When people ask what kind of dog Mom and Dad have, their first response is "dachshund." When they're met with a puzzled look in return, Mom and Dad's second response is "weiner dog," and the questioner's eyes always light up.
I'd argue that Bratwurst would be more apt, for two reasons: 1) it's German, like me, and 2) I'm becoming quite a little brat. It all started when we moved to New York. Dad stays home with me all day, and sometimes he'll be on an important-looking phone call or typing frantically on the computer, meaning he isn't devoting one hundred percent of his attention to ME. To rectify this, I have a plethora of tricks up my sleeve: tap dance around at his feet until he grows tired of my shuffling and picks me up, torment the cats until he decides to rescue them and pick me up, and let out one shrill yap to let him know I'm there, waiting to be picked up.

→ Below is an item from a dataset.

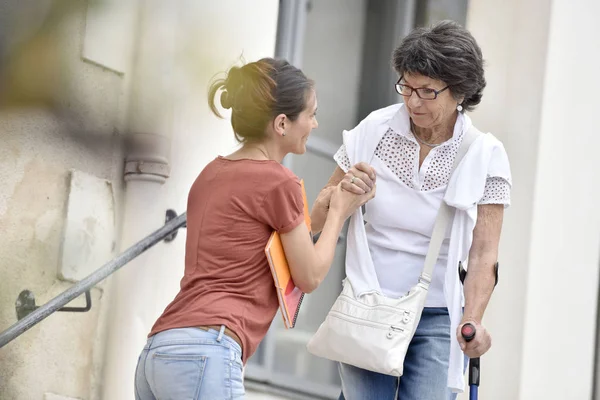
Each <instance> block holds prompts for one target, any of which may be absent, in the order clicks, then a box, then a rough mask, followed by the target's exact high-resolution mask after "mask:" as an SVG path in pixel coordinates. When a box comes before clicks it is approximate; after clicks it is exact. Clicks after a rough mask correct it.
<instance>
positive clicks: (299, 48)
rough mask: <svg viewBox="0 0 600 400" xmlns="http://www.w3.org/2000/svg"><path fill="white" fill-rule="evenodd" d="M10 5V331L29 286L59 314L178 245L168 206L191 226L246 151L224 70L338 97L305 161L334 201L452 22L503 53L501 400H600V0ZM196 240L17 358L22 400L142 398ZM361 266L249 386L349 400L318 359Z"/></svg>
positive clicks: (3, 367) (48, 322)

Some of these techniques are more effective than others (the latter takes the longest, and hence is only reserved for extreme cases, because he scolds me, I run under the couch and hide, and then he feels guilty and coaxes me out), but in the end, I always end up on his lap.
When Dad has to move, say, to use the bathroom, my brattiness is unfurled like ticker-tape at a parade: I growl at him. But I need to work on my ferociousness, because he just laughs at me.